牛木 日本の落語にも、似たような話があるね。

メノッティ あまりにも、同じことを繰り返していると、実際にやらなくてはいけないときになって、うまくいかない。1日中かかって覚えた言葉を忘れてしまう、という話です。頭の中でいつも「勝とう、勝とう、勝とう」と思っていると、しまいには試合をすることを忘れるおそれがある。 

牛木 どうも手きびしいな。 

メノッティ いや、日本のサッカーの批判だけしているつもりじゃないんです。アルゼンチンの選手たちにも、よくいっていることです。
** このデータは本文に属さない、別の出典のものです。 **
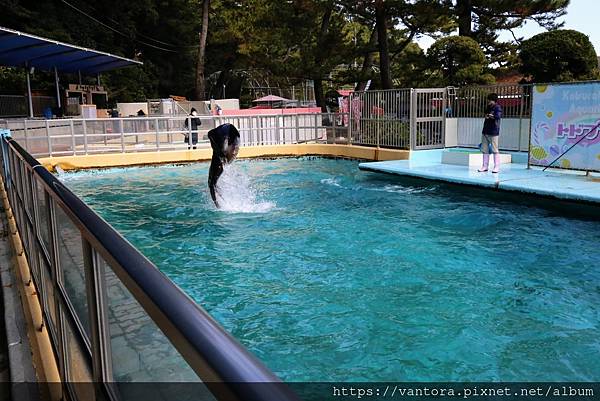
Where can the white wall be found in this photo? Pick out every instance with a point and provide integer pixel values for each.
(469, 133)
(451, 134)
(131, 109)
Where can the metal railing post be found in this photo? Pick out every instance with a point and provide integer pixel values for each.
(278, 139)
(122, 135)
(48, 137)
(412, 119)
(83, 123)
(521, 116)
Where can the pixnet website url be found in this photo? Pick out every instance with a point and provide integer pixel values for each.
(465, 392)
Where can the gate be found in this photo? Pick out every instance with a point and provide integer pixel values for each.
(428, 118)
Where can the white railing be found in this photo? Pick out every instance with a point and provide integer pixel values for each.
(77, 136)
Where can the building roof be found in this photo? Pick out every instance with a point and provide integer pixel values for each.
(18, 49)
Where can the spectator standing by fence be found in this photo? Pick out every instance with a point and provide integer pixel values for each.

「なにか、むずかしいことをしようとするときは、その前に、道ばたに立ち止まって花を見たり、子供たちの遊んでいるのを、眺めたりすることがたいせつだ。そのほうがよい結果を得られる」とね。 

牛木 人生の教訓ですね。南米の人たちは人生を楽しむことを知っている。それがサッカーにもあらわれるようだな。 

メノッティ 人間は仕事のために、ただ走るだけじゃつまりませんからね。美しいものを見て楽しむのは、ムダなようでも、いいことだし、結果的には役立つのです。小さな、つまらないことでも、うまくやれば、大きいことをやろうという意欲が生まれます。はじめから高望みをして、急ぎすぎると、楽しくもないし、うまくもいきません。 

牛木 あなたは、絵が好きだと聞いたことがあるけど、それが結局はサッカーの監督としてのあなたの役に立っているようですね。 

メノッティ サッカーの監督は、若い人たちを教育する立場にあるわけです。つまり入間を扱う立場の人間ですから、機械を扱う技術者よりも、もっと人間的でなくちゃいけない。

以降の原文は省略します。